Some children have come into the playground across the street; two big boys give them a ride on the ocean wave. Ordinarily the little children ride only the merry-go-round which is set close to the ground and revolves in a fixed orbit.
I’ve got to find her, Rory. It is certain now that my aunt is right and that Kate knows it and that nothing is left but Sharon. The east wind whistles through the eaves of my pagoda and presses the glass against its fittings. I try the apartment. She is out. But Joyce is there, Joyce-in-the-window, Joyce of the naughty-you mouth and the buckskin jacket.
“This is Jack Bolling, Joyce,” says a voice from old Virginia.
“Well well.”
“Is Sharon there?”
“She is out with her mother and Stan.” Joyce’s voice has a Middle West snap. Moth-errr, she says and: we-ull we-ull. “I don’t know when shill be back.” She sounds like Pepper Young’s sister.
“Who is Stan?”
“Stan Shamoun, her fiancé.”
“Oh yes, that’s right.” What’s right? She’s not only quit. She’s marrying the macaroni. “What about you? Are you getting married?”
“What’s that?”
“I’ve been wanting to meet you for some time.”
“I just thot of something.”
“What?”
“The Lord of Misrule reigned yesterday—”
“Who?” Is she starting out on some sort of complicated Midwestern joke? Grinning like a lunatic, I hold on for dear life.
Joyce goes on talking in a roguish voice about the Lord of Misrule and a fellow down from Purdue, a dickens if she ever saw one.
The two big boys on the playground have got the ocean wave going fast enough so they can jump on and keep up speed by kicking the ground away on the low passes. Iii-oorrr iii-oorrr goes the dry socket on its pole in a faraway childish music and the children embrace the iron struts and lay back their heads to watch the whirling world.
“Joyce, I wonder if I may be frank with you”—the voice comes into my ear and I myself am silent.

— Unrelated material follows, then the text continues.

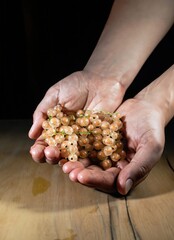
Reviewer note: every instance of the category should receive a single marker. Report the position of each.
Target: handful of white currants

“Please do. I like frank people.”
“I thought you were that kind of person—” Old confederate Marlon Brando — a reedy insinuating voice, full of winks and leers and above all pleased with itself. What a shock. On and on it goes. “—I know some folks might think it was a little unconventional but I’m gon tell you anyway. I know you don’t remember it but I saw you last Saturday—” It is too much trouble to listen.
“I remember!”
Round and round goes the ocean wave screeching out its Petrouchka music iii-oorrr iii-oorrr and now belling out so far that the inner bumper catches the pole and slings around in a spurt so outrageously past all outrage that the children embrace the iron struts for dear life.
“I’m only home for lunch,” says Joyce. “But why don’t you come over Saturday night. Some of the kids will be there. Praps we could all go to Pat O’Brien’s.” Joyce makes herself out to be a big girl child, one of the kids, and all set for high jinks.
“No praps about it.”
A watery sunlight breaks through the smoke of the Chef and turns the sky yellow. Elysian Fields glistens like a vat of sulfur; the playground looks as if it alone had survived the end of the world. At last I spy Kate; her stiff little Plymouth comes nosing into my bus stop. There she sits like a bomber pilot, resting on her wheel and looking sideways at the children and not seeing, and she could be I myself, sooty eyed and nowhere.
Is it possible that — For a long time I have secretly hoped for the end of the world and believed with Kate and my aunt and Sam Yerger and many other people that only after the end could the few who survive creep out of their holes and discover themselves to be themselves and live as merrily as children among the viny ruins. Is it possible that — it is not too late?